The Colchester Bach Choir was directed by Patrick McCarthy

Patrick was quite a famous singer in the late 1970s when he was at the Guildhall School of Music and Drama in music college in London then located at Blackfriars and now located at the Milton Court near the Barbican Centre in London. He attended a performance of Carmina Burana by Karl Orf in 1974 I think. 

Unfortunately the incumbent tenor fell mortally ill during the performance and it prevented him from finishing it. So, the conductor at the Royal Albert Hall opened the floor to anyone else in the audience who knew the part who could take it over and finish it off for him and he stepped up to the mark having just studied it by sheer coincidence at college. He did a good job and got on live TV for it and they let him work as a freelancer for the Royal Opera House and then he got his first year AGSM diploma and then went aborad to try and get to sing Wagner over there which he loved. He got on a Wagnerain tenor’s course and completed that but then was fast becoming a father and needed a steady income from working as a teacher rather than applying to sing with Hans Knappertbusch and Hans Hotter at Wuppertaler Bühnen that he wanted to do personally. Instead he came back and got a job as a singer tutor at the the flourishing Colchester Institute with ambitions to become a conservatoire. I did my Grade 8 singing with him in my year off, and passed at 19.

 

I did underperform that day; I deserved a merit with my talent but I did pass
This is the highest level graded exam before the diploma I’m doing now

Colchester Bach Choir’s Performance of the Bach St Matthew Passion

Colchester Bach Choir was the choir he formed in homage to his affection for the music system he encountered in Germany most likely which is something we share as we both studied there. 

I think it was in 1997 that I sang the Bach St Matthew Passion for the first time with his concert choir and his mates from the Guildhall in the 1970s along with local musician that had a reputation. 

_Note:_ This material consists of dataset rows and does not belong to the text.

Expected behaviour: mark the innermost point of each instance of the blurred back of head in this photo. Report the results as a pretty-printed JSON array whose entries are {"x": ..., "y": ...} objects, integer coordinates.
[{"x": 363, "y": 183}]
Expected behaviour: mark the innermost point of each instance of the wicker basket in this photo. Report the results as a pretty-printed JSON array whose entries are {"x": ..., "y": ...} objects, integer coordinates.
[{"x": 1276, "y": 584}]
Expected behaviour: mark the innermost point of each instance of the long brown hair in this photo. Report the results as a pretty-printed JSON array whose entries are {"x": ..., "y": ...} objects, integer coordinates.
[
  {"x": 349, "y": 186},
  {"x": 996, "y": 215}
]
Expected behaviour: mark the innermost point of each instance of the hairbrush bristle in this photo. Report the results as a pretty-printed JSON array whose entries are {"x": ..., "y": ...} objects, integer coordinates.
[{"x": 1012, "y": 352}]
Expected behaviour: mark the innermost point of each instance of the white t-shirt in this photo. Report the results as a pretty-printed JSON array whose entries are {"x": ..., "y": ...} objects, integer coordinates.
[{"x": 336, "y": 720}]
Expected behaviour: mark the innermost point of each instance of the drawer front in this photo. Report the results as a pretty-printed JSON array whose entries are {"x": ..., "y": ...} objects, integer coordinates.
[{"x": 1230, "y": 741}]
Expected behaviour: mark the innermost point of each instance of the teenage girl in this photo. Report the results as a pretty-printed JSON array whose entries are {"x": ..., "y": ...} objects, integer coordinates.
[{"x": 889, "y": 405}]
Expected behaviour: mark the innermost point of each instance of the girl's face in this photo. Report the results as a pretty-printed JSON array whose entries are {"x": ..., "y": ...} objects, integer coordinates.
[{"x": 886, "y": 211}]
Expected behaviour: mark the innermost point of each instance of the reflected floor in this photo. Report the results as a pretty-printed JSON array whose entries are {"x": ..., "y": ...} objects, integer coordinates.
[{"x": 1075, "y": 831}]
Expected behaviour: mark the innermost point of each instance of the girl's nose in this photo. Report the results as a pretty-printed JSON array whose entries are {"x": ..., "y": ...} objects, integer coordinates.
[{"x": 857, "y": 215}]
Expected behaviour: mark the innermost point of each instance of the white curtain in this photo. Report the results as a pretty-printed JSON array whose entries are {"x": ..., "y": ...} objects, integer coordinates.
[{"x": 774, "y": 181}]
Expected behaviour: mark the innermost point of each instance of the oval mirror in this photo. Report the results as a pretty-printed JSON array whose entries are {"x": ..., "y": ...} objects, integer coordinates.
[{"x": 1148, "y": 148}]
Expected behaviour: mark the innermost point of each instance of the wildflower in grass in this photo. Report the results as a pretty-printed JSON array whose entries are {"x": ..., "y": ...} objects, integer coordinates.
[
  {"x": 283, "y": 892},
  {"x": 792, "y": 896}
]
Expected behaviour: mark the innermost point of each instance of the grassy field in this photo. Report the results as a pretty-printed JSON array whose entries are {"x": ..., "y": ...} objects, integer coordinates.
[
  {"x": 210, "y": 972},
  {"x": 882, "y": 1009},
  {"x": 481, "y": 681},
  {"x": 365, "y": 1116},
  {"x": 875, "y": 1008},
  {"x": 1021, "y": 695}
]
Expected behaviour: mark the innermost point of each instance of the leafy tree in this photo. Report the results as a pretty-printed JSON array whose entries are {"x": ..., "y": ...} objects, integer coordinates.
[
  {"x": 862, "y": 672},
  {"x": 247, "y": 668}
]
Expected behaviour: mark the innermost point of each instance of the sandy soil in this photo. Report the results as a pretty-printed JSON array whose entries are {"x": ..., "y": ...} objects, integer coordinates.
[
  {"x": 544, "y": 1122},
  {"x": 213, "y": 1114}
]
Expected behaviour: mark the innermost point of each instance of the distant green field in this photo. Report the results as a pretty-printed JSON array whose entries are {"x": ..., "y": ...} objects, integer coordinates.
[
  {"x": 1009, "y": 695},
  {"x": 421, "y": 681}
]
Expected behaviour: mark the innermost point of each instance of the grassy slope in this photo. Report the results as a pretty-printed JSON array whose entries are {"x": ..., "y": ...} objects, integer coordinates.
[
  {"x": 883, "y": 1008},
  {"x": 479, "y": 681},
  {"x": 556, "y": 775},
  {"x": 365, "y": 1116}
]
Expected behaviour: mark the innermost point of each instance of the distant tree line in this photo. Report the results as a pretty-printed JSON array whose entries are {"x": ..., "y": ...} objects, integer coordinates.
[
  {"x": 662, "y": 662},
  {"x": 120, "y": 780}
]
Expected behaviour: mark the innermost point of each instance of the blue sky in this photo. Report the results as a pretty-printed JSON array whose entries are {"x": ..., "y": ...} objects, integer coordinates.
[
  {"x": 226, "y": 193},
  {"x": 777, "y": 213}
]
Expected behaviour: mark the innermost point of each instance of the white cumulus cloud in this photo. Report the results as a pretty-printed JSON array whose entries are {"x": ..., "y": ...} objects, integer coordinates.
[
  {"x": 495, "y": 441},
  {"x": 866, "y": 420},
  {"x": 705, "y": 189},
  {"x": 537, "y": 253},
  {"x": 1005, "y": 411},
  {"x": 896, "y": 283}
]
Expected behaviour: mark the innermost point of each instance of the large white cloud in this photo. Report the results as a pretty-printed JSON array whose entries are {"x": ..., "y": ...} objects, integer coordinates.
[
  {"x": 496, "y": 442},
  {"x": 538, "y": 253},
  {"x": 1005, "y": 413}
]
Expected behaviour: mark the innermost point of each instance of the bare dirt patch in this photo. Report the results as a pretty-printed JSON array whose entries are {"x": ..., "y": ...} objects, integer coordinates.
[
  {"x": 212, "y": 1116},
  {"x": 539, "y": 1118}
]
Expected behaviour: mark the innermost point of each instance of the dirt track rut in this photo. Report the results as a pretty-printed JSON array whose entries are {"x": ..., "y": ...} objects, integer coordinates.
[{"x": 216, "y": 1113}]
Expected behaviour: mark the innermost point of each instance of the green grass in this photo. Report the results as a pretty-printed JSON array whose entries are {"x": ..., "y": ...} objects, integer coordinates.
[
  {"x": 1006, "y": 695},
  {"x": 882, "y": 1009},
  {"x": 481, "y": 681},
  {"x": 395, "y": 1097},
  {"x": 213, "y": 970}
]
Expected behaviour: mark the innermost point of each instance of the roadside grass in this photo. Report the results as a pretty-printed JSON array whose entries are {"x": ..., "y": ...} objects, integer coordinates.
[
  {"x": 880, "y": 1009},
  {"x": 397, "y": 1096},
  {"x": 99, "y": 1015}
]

We rehearsed in the fleece in Boxford which is a pub in Suffolk famous for its Jazz evenings or was then .

The have a rehearsal room above the pub and you can all go down for lunch

We sang it on just 2 rehearsals and I’d never done it before when I did it in Germany we did it in a lot more detail but it was fun to sing it with them in St Botolphs Church in Colchester I was only young. I have a long standing affection for this piece as my professor at Cologne Conservatoire Wuppertal Campus was a famous recording artist of it. This was my first encounter with it so this is her singing Ich will dir mein Herze Schenken from Part One I want to give you my heart. it’s one of the livelist and happiest numbers in it as Barbara Schlick interprets it. 

It’s only got 491 views now but it’s one fo the most seminal recordings of it the 1984 recording with Philippe Herreweghe the Dutchman conducting, Rene Jacobs on the countertenor, Peter Kooy, and Howard Crook. There is a tenor aria Geduld Geduld (Patience, Patience) and the bass aria Gebt Mir Meinen Jesum Wieder (Give me my Jesus back) which I have a got at sometimes.

 

Spem in Allium by Thomas Tallis

Spem in Allium on the other hand is a unique piece of English renaissance choral music to rival Allegri’s Miserere as the most complete piece of Renaissance polyphony. He was the first person to write for a whole orchestra of vocal parts 40 in total. An almost unique feat in musical history. It’s only about 10 minutes long and he creates an almost orchestral like texture with the voice parts. 

I call it ‘the monster madrigal’ because of it’s huge vocal score which is like a full conductor’s orchestral score. and very strange to hold in the hand as a chorister you can hardly see over the top. It is actually a Anthem written in Latin or Motet as we call them in choral music. 

It has an unbelievable sound; as if he really believed in God’s presence being real in his life in the way the light filtered down through the stained glass windows of his church and onto the alter. 

We perfromed it in the gallery at St Botolph’s Church in Colchester again, this time using the whole of the length of the gallery on all four sides to create a natural quadraphonic sound space.

Enjoy this performance of it by The Tallis Scholars it is one of the finest recordings of the piece and it’s undulating texture.


Dovercourt Choral Society Concert

I also performed an assortment of Early part songs by John Dowland amongst others with Dovercourt choral Society in Harwich in North Essex which he also conducted in St Nicholas Church in the town centre.